San Diego Union-Tribune

I’M STILL DREAMING OF A SAN DIEGO CHARGERS SUPER BOWL

- BY DAVID LELAND Leland is an assistant athletic equipment manager at San Diego Miramar College and lives in Poway.

In February 2010, the New Orleans Saints, at the time one of the least successful franchises in the NFL, rewarded their long-suffering fan base with a Super Bowl win that once seemed impossible. Four years later, the Seattle Seahawks did the same.

Those wins happened before Jan. 11, 2017, the day the San Diego Chargers announced they were moving to Los Angeles. Up until that point, San Diego fans could ask when our turn at a Super Bowl would come.

Of course, Chargers owner Dean Spanos changed all that. But the trend of longsuffer­ing and passionate fan bases finally getting their Super Bowl wins didn’t stop. In February 2018, the Philadelph­ia Eagles captured their first Super Bowl, and two years later, the Kansas City Chiefs ended a half-century of heartbreak and rewarded the Arrowhead Stadium fanatics with a long-awaited Super Bowl, leaving San Diego fans to wonder what might have been.

Some of us are still holding out hope. Los Angeles now has two NFL teams again after losing the Rams and Raiders in 1995. Houston got the Texans in 2002 after losing the Oilers in 1997. Baltimore got the Ravens in 1996 after losing the Colts in 1984.

I know the arguments of why it can’t or won’t happen, so I’ll go ahead and counter them.

The narratives that San Diego voters would never approve a new stadium and that the NFL would never come back are ones I especially don’t buy. Spanos got 43 percent of voters to say they would help fund a new football stadium in 2016 doing everything wrong. That campaign was like if the Padres had tried to win voter support for building Petco Park after the team’s 1993 fire sale and the 1994 Major League Baseball players’ strike rather than after 1998, when the team went to the World Series.

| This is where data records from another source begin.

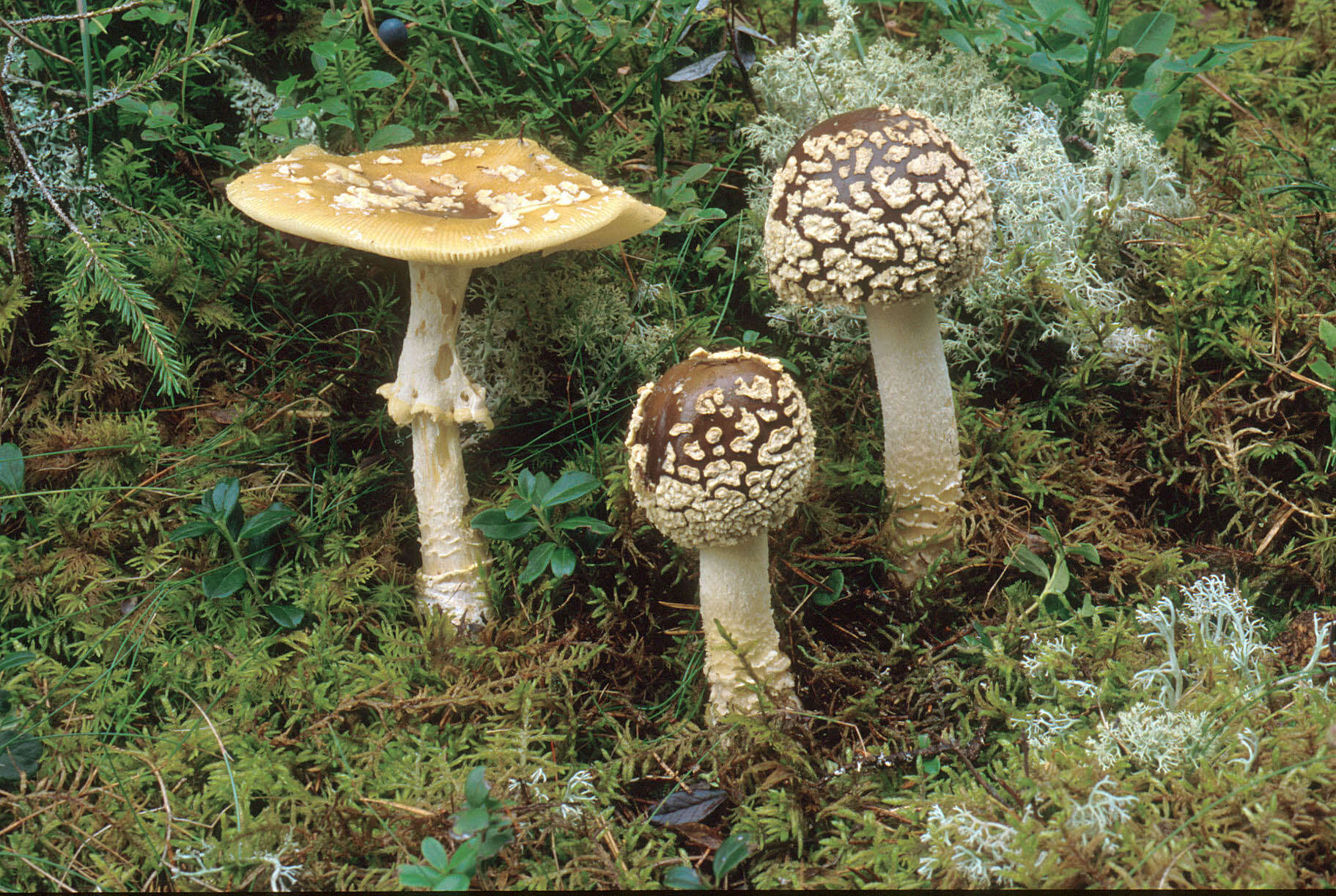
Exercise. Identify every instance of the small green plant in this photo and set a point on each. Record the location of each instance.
(539, 496)
(484, 831)
(19, 751)
(1053, 596)
(221, 514)
(731, 854)
(11, 480)
(1074, 52)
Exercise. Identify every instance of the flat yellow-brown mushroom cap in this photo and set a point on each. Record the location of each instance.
(476, 203)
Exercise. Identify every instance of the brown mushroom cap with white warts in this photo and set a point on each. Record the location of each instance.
(720, 448)
(875, 206)
(473, 203)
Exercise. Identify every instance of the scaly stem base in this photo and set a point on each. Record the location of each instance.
(735, 594)
(918, 422)
(433, 396)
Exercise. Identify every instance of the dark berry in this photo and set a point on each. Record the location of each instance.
(396, 35)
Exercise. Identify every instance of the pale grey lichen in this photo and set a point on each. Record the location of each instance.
(1149, 736)
(256, 103)
(977, 848)
(532, 321)
(1064, 218)
(1097, 815)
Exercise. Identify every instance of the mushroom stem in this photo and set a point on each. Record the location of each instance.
(452, 550)
(918, 423)
(735, 593)
(433, 396)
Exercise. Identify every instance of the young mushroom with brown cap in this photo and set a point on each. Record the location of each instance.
(720, 453)
(445, 210)
(878, 207)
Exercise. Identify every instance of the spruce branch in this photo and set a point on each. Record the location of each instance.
(154, 73)
(95, 271)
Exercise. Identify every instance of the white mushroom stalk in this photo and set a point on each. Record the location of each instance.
(720, 451)
(445, 210)
(922, 449)
(878, 209)
(735, 600)
(433, 396)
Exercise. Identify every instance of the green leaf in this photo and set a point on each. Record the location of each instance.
(571, 486)
(11, 467)
(285, 615)
(465, 859)
(1066, 16)
(493, 840)
(16, 660)
(1162, 113)
(193, 529)
(524, 486)
(1148, 32)
(493, 524)
(225, 496)
(683, 878)
(373, 79)
(266, 521)
(592, 524)
(965, 45)
(476, 787)
(1323, 370)
(1060, 580)
(417, 876)
(472, 821)
(830, 590)
(224, 581)
(435, 852)
(731, 852)
(519, 508)
(1045, 64)
(1027, 560)
(1085, 552)
(454, 883)
(563, 561)
(1327, 331)
(1071, 52)
(389, 135)
(539, 560)
(19, 753)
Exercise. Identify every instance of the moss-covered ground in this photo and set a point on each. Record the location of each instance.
(1013, 719)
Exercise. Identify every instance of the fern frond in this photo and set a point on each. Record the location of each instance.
(97, 274)
(14, 302)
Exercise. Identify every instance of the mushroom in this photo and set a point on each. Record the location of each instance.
(722, 451)
(445, 210)
(878, 207)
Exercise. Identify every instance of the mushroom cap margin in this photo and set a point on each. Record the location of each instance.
(879, 206)
(720, 448)
(476, 203)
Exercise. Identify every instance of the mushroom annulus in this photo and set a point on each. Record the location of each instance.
(445, 210)
(720, 451)
(878, 209)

But San Diego has other issues, some people say. Of course it does. There will never not be competing priorities. But that goes for other places that get big projects done to draw teams and events to the region. If we were to refuse to consider a big project like this to bring a football team here until there were “no other issues,” we would be punting the idea down the road for forever.

It would be a huge boon for the community to have an NFL team again. Look at the packed bars and Downtown streets during the Padres’ playoff run (and KPBS’ article talking about the additional revenue businesses were getting from it). That’s every week during the season when you have an NFL team because a shorter regular season heightens the importance of each game. And then there are the other events it can bring in. Even Levi’s Stadium in Santa Clara — without a roof — has hosted a Super Bowl and a college football playoff national championsh­ip, and will surely host more big events in the future. Look at the events that have and will come to Las Vegas that would likely never have come without the Raiders playing in Allegiant Stadium.

Our county supervisor­s could make this happen if they mean what they’ve said. Supervisor Jim Desmond stood up for businesses that he believed were forced to unfairly close because of California’s COVID-19 guidelines. If he really stood up for the financial health of businesses, wouldn’t he see the benefit from an NFL stadium being near them? Supervisor Nathan Fletcher said on record that “football was everything” growing up in Arkansas.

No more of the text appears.